Polls show that young voters are most concerned with the cost of living, jobs, gun violence, and climate change, and many have also expressed unhappiness about the war in Gaza. Some have spoken out about planning not to vote this year because they feel that government doesn’t address their needs and concerns.
Every set of young voters is different from election to election, explains John Della Volpe, director of polling at the Institute of Politics at Harvard Kennedy School.
“This generation seems to be voicing concern over Gaza and also voicing concern about why all of this matters, why voting” matters, he says.
Gen Z’s frustrations may have something to do with the way young people today see the world, experts note.
“[Political] parties are institutions, and Gen Z-ers aren’t really into institutions,” says Morley Winograd, senior fellow at the Annenberg Center on Communication Leadership and Policy at the University of Southern California.

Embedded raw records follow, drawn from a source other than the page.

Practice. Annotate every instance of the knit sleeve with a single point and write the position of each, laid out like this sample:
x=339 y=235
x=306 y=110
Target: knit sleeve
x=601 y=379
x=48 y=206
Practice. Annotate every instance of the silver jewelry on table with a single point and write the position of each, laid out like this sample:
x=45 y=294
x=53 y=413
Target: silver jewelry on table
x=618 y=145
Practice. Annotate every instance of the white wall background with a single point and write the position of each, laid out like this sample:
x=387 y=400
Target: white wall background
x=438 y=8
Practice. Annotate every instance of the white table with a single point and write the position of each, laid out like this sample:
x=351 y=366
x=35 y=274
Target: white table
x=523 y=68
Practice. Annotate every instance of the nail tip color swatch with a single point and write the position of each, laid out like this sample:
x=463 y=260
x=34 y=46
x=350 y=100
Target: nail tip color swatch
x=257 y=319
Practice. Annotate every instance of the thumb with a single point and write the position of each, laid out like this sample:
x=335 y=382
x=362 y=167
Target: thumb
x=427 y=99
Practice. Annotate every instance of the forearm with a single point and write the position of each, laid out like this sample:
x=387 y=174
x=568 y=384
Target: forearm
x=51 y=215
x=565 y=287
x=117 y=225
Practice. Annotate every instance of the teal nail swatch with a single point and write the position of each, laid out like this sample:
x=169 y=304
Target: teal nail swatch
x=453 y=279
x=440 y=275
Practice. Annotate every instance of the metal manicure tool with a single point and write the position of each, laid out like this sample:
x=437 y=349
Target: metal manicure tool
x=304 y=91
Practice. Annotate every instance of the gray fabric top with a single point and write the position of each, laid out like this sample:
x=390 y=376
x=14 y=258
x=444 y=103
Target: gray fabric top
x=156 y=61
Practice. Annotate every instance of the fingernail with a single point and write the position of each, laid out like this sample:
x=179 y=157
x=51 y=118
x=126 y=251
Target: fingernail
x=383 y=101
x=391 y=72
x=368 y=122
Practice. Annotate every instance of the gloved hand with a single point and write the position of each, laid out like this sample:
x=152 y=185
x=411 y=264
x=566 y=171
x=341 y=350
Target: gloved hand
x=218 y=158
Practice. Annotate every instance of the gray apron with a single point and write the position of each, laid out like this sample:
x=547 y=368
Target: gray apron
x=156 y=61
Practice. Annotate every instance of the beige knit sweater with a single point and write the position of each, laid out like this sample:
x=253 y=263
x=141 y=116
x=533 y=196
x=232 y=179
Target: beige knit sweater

In New York Times interviews earlier this year with nearly two dozen voters under the age of 30, some described the country’s political climate as “scary,” “disheartening,” “not in a good place,” and “pretty depressing.”
Biden’s departure from the presidential race this summer and Vice President Kamala Harris’s nomination energized some voters. Within two days of Biden’s announcement, Vote.org saw 38,500 new voter registrations, most of whom were 34 and under—a 700 percent spike. Taylor Swift’s September endorsement of Harris sent hundreds of thousands of people to registration sites.